I do agree that a surgeon at a podunk hospital should stabilize and transfer the seriously injured though. (That stabilization may include surgical intervention.) There are many reasons for that...most of which are logistical. Small town surgeons don't have the system resources, consultants, and experienced ancillary staff to care for these patients. Like Appolyon mentioned, the surgical volume at the hospital is probably most indicative of the patient needing to be transfered.

As to some of the posted examples...If you have an indication for an emergent ER thoracotomy at that hypothetical rural hospital, you probably won't survive a transfer to a higher echelon of care. If you're bleeding out from an intra-abdominal source, the same may be true. A lot depends on how fast the surgeon can get you under the knife vs. transfer time in these situations. And in a rural area, transfer time can be significant. Would you rather die en-route to the trauma center, or have the rural surgeon rip out your spleen?

Rural hospitals are not going to be within spitting distance of a bigger facility. For example, we only have two Level I trauma centers in our entire state...How does a 2 hour ambulance ride sound to someone with cardiac tamponade from a stab wound to the chest? I love playing devil's advocate. 🙂
 
shag said:
My point is that ATLS doesn't qualify you to be a trauma surgeon. In addition, you get better care at a trauma center which likely have fellowship trained surgeons that you would at a small rural hospital where the surgeon does 1 - 3 ex-laps a year. While some trauma cases are straight forward and somewhat routine, multi-injury patients can be quite challenging.
But the whole point is that the Level I trauma centers that you are so eager to get to, as we ALL are in saying here, do not necessarily have surgeons who have completed a trauma fellowship, but dammit if they aren't some of the best surgeons in the trauma field. period.

I mean really, I am not going to walk up to the Professor and Vice Chairman of Surgery in the General Surgery Division of the Michael E. DeBakey Department of Surgery at Baylor College of Medicine (who also serves as Chief of the Surgery Service and Chief of Staff at Ben Taub General Hospital) and tell him that he needs to finish a trauma fellowship and only hire people who have completed a trauma fellowship. I'm pretty sure he knows what he's doing without my help. 🙂 [Granted he did complete a thoracic surgery fellowship, but that is besides the point. World-reknowned Dr. Kenneth Mattox, for anyone who's wonderig.]

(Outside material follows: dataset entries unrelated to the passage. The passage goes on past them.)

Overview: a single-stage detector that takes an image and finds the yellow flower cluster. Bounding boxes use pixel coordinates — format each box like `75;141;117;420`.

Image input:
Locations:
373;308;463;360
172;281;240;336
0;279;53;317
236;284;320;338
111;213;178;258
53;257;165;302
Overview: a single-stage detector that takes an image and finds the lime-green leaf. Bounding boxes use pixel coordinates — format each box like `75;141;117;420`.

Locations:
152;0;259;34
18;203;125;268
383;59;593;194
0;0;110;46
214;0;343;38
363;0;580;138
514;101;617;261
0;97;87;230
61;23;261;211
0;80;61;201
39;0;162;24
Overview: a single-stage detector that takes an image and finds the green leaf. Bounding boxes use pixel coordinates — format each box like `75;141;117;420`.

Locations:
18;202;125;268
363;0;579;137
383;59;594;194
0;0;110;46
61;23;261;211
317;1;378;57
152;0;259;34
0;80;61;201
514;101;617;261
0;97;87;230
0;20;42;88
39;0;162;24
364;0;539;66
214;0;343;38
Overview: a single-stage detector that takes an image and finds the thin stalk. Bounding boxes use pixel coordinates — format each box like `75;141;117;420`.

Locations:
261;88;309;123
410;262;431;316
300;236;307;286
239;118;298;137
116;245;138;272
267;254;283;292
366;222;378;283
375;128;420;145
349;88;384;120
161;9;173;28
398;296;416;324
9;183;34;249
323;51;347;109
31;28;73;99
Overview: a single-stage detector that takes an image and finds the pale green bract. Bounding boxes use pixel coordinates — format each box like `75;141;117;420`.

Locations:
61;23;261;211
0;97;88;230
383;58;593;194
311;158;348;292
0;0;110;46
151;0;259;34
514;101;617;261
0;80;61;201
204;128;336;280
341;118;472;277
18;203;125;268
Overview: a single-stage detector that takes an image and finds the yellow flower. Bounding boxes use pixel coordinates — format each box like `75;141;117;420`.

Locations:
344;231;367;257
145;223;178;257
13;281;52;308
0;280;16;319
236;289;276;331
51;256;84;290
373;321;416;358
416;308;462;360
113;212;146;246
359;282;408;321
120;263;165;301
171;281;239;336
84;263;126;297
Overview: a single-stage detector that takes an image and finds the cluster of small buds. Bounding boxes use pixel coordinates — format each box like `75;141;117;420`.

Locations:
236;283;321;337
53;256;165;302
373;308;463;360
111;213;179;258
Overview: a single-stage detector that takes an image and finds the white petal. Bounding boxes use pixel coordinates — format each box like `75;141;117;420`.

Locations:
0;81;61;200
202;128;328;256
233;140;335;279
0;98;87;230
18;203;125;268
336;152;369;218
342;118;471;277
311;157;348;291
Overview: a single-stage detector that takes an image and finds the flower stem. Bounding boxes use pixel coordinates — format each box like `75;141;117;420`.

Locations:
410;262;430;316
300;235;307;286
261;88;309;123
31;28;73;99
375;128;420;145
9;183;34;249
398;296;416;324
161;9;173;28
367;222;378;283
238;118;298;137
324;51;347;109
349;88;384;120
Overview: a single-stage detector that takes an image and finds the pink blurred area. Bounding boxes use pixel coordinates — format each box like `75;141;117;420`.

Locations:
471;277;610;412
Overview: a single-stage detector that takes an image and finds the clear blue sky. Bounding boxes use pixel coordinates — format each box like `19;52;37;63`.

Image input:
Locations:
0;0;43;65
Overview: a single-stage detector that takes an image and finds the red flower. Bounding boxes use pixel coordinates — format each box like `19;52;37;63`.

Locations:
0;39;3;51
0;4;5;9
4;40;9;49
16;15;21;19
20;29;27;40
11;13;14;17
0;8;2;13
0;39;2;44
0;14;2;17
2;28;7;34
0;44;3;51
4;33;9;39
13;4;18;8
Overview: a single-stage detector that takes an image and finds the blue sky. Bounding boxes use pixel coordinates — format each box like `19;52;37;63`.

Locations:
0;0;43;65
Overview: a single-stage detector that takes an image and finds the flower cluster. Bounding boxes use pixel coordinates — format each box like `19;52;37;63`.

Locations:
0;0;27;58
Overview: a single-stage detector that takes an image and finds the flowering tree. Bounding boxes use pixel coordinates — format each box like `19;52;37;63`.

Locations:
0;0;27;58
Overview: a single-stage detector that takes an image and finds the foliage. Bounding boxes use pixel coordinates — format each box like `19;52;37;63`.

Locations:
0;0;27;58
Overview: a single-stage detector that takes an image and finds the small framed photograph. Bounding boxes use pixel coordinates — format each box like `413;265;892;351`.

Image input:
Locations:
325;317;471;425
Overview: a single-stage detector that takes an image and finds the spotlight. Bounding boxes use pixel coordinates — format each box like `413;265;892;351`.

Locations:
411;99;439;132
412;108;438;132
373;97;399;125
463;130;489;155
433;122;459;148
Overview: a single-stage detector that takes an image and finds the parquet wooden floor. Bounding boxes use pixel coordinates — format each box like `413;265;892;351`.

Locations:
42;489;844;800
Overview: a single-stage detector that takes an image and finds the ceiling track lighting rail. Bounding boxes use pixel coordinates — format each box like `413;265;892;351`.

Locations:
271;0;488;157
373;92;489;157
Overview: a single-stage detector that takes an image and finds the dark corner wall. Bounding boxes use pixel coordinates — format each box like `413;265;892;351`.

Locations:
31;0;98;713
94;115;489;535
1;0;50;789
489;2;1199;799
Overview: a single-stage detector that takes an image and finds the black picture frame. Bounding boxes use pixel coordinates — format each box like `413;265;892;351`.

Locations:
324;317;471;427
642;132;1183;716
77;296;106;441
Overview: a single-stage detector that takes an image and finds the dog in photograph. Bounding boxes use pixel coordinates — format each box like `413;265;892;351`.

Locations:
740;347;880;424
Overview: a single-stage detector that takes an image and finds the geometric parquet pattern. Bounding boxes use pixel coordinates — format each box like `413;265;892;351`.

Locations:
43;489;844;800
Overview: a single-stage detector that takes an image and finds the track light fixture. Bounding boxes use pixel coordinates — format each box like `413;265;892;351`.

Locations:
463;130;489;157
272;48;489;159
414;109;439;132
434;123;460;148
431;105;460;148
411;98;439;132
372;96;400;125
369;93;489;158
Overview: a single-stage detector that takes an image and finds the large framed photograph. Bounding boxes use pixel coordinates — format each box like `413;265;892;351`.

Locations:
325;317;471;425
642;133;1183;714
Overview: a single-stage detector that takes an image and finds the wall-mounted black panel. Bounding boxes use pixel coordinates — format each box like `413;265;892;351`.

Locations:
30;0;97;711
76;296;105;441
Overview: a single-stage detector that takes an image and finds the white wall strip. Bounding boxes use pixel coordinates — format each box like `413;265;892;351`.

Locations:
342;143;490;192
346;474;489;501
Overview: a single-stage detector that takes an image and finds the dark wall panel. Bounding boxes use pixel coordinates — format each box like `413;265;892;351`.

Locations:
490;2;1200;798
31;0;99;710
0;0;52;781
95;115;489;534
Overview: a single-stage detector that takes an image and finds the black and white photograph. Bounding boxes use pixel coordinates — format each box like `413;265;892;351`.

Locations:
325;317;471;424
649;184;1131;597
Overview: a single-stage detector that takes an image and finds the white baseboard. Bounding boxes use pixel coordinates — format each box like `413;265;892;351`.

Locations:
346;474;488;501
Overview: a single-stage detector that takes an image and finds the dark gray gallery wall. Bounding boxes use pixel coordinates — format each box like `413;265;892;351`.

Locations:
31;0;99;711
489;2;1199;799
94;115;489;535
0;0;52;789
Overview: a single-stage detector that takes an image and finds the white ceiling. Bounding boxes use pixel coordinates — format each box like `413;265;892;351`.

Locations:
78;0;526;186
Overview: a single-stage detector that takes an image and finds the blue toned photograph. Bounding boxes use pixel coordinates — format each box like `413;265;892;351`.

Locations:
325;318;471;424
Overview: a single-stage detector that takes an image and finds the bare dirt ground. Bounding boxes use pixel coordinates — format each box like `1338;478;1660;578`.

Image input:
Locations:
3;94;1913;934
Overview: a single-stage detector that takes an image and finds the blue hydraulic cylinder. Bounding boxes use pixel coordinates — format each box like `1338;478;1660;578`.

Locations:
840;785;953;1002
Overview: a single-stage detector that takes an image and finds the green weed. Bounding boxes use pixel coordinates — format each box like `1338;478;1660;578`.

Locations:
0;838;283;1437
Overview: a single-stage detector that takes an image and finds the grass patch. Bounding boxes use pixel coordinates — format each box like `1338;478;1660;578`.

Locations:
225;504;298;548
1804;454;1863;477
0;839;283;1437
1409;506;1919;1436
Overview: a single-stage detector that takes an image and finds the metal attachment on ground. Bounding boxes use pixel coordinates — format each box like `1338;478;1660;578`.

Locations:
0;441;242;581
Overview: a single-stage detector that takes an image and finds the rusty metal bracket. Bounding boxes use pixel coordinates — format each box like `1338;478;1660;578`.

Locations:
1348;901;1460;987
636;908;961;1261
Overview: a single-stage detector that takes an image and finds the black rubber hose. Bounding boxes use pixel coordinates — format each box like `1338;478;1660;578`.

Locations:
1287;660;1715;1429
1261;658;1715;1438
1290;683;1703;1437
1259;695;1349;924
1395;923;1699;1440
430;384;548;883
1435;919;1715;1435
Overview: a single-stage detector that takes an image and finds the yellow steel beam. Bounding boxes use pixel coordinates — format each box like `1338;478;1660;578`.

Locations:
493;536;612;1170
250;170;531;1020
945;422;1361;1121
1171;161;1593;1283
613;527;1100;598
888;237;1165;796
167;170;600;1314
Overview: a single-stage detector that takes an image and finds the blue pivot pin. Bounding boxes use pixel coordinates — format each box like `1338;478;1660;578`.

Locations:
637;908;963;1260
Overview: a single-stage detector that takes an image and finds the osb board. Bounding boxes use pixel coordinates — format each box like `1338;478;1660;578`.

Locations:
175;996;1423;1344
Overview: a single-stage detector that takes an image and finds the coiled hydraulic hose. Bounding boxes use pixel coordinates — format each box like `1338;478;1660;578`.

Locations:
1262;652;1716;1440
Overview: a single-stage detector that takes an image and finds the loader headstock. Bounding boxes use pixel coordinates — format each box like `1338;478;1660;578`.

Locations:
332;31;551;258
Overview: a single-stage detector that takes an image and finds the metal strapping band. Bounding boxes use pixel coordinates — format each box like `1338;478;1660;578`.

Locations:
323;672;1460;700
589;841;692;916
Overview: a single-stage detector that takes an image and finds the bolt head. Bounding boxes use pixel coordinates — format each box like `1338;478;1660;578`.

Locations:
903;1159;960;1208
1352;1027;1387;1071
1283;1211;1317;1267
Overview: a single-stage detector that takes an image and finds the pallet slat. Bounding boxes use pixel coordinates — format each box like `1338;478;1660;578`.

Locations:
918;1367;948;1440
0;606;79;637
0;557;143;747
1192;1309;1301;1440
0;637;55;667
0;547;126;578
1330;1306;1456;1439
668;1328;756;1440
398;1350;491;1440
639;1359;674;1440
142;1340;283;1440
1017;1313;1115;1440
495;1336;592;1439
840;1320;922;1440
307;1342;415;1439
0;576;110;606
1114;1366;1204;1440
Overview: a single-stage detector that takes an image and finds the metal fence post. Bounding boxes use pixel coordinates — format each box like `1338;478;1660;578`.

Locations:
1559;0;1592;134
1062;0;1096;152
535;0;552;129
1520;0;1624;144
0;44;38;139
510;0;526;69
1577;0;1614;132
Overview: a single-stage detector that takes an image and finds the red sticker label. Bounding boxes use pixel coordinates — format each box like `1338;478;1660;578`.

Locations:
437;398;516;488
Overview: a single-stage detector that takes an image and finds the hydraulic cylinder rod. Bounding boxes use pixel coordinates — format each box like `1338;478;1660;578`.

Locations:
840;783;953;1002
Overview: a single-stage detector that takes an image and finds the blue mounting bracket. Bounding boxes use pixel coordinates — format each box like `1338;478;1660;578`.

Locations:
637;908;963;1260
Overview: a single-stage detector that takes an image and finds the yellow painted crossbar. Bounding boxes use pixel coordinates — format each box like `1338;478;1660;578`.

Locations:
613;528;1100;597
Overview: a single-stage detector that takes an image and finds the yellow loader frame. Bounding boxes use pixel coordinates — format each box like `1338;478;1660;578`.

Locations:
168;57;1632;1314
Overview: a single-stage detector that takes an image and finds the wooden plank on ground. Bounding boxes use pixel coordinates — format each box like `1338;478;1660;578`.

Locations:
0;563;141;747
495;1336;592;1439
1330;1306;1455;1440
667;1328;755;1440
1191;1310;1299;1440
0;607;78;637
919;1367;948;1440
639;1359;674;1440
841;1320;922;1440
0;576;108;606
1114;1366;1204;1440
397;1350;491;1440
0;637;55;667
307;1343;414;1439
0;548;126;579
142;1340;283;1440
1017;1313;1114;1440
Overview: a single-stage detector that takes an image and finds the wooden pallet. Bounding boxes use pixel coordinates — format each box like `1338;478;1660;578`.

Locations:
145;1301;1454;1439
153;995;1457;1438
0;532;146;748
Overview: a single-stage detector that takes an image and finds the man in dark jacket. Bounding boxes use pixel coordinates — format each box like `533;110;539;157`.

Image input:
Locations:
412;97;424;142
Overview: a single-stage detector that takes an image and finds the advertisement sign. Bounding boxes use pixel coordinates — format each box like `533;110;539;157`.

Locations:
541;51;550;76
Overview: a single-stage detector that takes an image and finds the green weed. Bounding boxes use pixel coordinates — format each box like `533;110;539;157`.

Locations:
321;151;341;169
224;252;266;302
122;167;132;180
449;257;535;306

I have seen these surgeons in action, and even minus the fellowship, if i needed an emergency thoracotomy in the shock room, i would one of them working on me, without a doubt.
 
The point of my post is NOT to say that fellowship training is necessary to be a good trauma surgeon. Superior skills are a result of practice and experience. I agree that a person can be an excellent trauma surgeon without completing a fellowship. As a matter of fact, there were actually trauma surgeons before fellowships were available.

My initial response was to a post stating that :

If you have completed general surgery and if you have ATLS certification. You can do trauma...and all the guidelines are out there....so not so difficult to do...

Simply put, completing a general surgery residency and ATLS are not by themselves qualifications for being an excellent trauma surgeon. Handling multi-injury patients can be quite challenging, even difficult. "Guidelines" are exactly that, guidelines. The mark of a truly exceptional surgeon is understanding that, and knowing when to deviate from the algorithm.

Experience is absolutely necessary to be an effective trauma surgeon, regardless of whether that experience comes from additional training (fellowship) or serving as a junior attending and learning from true experts.